Very few men dared or had the moral courage to set up home together. Mostly they lived with their parents or got married, though I do know two men who did and they have lived together now for fifty years.
- When I was living on Brun Lane, I had a visit from Jackie Forster and two of her friends. I was walking with them on the way to my local pub with these two and one of them had a long elegant walking cane and a hat and started swishing the weeds and exclaiming "Oh, God isn't it wonderful to be in the country!" and behind her tottered her little girlfriend in high heels and a flowery skirt.
I went to Iraq. There were no European women, except nurses - and they were reserved for officers! So the troops had no outlets. I found out then that most young men would have sex with another man rather than not have sex at all. There were 2000 men. I had the time of my life.
- The News of the World was the worst. They used to have witch hunts. A fellow I met was in a party which was raided. They were all taken to prison. It was headlines in the News of the World. When he came out of prison, the Governor said "Watch what you're doing, you don't want to be back in here", to which he replied "I've had more in here than I do outside".
You never told anyone. You couldn't defend yourself. The police, the law, the church, society, everybody was against you. It was the blackmailer's charter. I was blackmailed and I know a fellow who was blackmailed by two policemen.
I went to the Algarve. We went into the dining room and there were two waiters and they sort of looked at us.
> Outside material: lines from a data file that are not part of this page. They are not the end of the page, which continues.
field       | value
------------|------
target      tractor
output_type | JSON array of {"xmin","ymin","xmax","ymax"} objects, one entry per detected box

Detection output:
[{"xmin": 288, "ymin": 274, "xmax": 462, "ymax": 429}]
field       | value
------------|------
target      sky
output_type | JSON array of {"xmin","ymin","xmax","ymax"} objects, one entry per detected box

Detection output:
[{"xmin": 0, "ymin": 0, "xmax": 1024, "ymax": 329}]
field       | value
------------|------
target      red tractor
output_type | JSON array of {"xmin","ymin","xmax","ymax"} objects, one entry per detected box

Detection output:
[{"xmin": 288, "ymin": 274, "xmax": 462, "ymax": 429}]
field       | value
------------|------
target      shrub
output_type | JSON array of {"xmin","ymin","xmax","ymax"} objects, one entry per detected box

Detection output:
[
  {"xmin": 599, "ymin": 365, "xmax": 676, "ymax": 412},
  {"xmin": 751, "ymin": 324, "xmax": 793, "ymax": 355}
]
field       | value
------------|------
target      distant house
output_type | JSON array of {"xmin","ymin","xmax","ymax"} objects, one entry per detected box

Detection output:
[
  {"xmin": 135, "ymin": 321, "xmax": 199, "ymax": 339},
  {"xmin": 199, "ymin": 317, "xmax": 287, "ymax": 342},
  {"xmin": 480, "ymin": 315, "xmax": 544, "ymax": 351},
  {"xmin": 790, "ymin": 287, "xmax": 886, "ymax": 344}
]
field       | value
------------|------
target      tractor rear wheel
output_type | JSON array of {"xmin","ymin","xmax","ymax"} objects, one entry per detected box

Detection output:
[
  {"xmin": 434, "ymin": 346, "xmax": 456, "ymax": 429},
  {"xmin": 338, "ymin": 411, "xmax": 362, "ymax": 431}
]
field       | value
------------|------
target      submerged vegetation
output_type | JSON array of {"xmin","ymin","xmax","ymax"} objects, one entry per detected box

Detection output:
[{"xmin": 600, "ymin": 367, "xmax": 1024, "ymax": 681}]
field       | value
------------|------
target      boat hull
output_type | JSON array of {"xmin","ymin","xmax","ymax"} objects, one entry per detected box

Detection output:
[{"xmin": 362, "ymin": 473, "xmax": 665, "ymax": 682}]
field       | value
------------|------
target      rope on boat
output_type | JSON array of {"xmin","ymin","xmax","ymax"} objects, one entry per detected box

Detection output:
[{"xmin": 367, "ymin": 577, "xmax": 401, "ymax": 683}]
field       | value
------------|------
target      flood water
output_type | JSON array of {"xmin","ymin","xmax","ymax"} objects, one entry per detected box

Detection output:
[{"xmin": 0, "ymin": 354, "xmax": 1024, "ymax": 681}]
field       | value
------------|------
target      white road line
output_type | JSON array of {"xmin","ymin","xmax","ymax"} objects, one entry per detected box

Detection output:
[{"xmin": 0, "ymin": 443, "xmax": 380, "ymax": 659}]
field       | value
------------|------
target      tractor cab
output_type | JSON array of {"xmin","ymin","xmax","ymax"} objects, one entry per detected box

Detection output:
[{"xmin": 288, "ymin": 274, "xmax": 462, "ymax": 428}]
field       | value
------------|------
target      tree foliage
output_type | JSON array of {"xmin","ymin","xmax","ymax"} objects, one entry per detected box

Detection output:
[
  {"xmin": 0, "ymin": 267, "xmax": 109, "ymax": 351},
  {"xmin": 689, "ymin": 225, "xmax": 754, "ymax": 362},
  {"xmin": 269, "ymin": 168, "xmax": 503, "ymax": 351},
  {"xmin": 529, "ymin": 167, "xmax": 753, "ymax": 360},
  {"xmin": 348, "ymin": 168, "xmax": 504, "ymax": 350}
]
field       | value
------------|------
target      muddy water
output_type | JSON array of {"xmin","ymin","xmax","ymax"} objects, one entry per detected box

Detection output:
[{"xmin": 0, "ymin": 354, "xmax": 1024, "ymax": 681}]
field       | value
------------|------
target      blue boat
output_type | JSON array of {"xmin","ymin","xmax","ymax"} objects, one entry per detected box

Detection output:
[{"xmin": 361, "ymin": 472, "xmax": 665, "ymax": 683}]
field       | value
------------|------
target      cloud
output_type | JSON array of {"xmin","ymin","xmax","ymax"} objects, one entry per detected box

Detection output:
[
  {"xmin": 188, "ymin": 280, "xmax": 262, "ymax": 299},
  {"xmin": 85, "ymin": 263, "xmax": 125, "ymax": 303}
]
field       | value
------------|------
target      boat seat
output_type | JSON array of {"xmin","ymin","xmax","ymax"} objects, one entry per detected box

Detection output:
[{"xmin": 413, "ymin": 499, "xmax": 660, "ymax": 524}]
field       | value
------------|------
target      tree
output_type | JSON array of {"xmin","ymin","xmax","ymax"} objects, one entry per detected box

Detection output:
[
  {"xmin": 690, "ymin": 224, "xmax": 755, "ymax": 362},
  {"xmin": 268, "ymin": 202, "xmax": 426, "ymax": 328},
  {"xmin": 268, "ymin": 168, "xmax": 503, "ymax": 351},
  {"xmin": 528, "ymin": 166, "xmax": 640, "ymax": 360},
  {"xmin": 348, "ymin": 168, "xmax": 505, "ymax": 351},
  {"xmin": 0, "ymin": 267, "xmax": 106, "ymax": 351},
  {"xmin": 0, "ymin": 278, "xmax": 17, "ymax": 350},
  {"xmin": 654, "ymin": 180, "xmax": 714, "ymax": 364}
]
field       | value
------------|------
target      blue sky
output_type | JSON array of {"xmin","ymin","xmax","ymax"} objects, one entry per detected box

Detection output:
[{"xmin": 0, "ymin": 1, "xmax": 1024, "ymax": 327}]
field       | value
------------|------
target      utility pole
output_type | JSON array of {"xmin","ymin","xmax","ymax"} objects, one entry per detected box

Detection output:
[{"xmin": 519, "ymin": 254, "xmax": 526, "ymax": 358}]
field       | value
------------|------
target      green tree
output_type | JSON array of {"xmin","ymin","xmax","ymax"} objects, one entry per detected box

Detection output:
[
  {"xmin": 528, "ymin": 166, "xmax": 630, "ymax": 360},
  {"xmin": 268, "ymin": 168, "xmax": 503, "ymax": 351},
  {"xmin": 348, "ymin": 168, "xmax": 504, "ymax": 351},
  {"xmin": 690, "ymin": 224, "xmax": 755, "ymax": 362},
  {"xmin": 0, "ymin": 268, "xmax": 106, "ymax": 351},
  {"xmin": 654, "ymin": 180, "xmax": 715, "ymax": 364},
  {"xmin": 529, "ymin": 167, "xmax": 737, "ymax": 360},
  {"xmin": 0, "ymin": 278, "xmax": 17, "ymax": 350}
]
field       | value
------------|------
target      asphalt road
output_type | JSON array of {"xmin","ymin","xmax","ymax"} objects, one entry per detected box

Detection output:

They must have put two and two together. On the table was a small vase of flowers. One of the waiters came up to me and he took the flowers away and came back with the most enormous vase of flowers I've ever seen and plonked those on the table. There was uproar in the dining room because the women could not stand it to think that we were getting attention and they were being ignored.
Pubs in Chelsea and that area sort of alternated. You would go there one week and the following week you would find it was deserted, because rumour had got round that there was going to be a raid. Unless you were in close touch, you'd never know where to go because you didn't know where the crowd had dispersed to. The White Bear in Piccadilly was quite good for a long time. One occasion I went there with two ballet dancers, one on each arm, the manager came out and said "Sorry boys, not tonight". He'd been tipped off there was going to be a raid. He turned to me and said "All right for YOU, sir."
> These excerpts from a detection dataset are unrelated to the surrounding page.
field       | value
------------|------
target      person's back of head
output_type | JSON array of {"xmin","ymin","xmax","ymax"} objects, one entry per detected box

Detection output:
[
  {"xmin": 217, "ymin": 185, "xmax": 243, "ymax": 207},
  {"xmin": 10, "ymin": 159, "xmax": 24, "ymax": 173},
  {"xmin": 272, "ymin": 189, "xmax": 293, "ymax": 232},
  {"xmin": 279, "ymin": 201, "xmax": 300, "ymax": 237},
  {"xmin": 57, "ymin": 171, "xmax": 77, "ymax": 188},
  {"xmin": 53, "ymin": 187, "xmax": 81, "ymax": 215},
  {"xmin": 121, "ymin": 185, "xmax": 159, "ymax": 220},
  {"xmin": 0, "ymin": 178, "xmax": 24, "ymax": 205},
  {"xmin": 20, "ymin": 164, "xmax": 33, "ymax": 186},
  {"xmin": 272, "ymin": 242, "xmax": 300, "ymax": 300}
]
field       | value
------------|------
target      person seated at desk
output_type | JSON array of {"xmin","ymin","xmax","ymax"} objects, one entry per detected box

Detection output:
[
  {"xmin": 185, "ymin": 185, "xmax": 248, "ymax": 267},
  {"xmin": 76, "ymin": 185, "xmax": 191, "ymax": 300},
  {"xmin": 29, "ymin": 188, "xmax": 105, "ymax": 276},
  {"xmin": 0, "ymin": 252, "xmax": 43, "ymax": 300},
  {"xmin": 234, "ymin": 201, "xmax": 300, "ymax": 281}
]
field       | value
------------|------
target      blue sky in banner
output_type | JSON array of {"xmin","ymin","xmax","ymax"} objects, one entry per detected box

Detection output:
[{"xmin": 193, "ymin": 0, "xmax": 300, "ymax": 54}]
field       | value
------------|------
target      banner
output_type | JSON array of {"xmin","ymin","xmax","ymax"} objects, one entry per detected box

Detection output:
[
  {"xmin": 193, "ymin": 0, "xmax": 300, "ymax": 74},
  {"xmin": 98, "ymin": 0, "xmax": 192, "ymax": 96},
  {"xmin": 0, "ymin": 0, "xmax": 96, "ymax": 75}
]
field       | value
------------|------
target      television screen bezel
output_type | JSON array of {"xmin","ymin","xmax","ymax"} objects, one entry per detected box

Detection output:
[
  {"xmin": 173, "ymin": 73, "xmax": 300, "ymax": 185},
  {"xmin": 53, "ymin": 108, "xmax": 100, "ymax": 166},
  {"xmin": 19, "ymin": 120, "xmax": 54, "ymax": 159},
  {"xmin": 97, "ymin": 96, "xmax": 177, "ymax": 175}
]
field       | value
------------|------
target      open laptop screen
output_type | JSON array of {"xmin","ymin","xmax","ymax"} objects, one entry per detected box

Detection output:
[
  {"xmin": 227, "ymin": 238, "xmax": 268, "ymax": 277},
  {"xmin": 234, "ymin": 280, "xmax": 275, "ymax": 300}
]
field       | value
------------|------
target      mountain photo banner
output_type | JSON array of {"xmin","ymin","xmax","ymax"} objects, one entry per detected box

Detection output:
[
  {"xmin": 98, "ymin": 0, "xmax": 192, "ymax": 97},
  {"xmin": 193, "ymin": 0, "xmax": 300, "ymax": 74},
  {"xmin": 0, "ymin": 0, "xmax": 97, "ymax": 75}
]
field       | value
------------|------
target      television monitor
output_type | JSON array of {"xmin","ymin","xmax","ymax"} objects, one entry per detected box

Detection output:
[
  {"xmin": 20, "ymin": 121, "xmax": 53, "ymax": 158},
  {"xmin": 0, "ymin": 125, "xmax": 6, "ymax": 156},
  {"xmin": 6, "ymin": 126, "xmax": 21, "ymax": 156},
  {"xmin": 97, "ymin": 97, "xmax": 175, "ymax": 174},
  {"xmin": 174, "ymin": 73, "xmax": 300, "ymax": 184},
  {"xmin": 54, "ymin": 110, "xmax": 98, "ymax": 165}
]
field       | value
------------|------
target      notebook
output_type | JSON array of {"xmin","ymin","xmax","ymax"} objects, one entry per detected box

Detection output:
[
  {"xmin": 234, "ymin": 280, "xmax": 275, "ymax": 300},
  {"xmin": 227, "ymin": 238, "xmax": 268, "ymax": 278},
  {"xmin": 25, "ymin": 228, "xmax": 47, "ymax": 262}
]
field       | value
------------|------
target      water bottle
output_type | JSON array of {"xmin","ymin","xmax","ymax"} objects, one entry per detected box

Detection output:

During the war it was blackout in Nottingham. Bombs were dropping. They dropped incendiaries on my house. You weren't allowed to show a light. I remember meeting a Canadian Commander in the pub. We walked out in pitch black on the corner of King Street and Queen Street and had ten minutes of love there with everybody walking about in the blackout. You knew you were going to die tomorrow, there was a bomb with your name on it so everybody enjoyed themselves.
- I stayed at a club for Officers in Sloane Square and got mixed up with the gay crowd in London; chiefly ballet dancers from Covent Garden. I had short hair and was always properly dressed and I stood out like a sore thumb. We would meet someone, and they would look at me and say "Is he so?" or "Is he musical?" We used Polari to have talks in restaurants where other people couldn't understand what we were talking about.
- This talk about homosexuals in the armed forces - my experience in the RAF was that as long as you did your job properly nobody took any notice of it at all. My first love affair was with a young man in the Armoured Cars Unit and he got killed. I was then working with the Assistant Provo Marshall for the RAF. I went into work on the morning that my boyfriend had died and my boss said to me "I understand that you know about Edbrook's death" and I said "Yes, sir" and he said "I understand he was a very special friend of yours, would you like to take some time off?" That was the attitude.
In the early 1960's a tabloid newspaper ran an article called "How to spot a Homo". Characteristic features included wearing sports jackets, smoking a pipe, wearing suede shoes and leaning backwards at an angle of 95' to the ground when walking.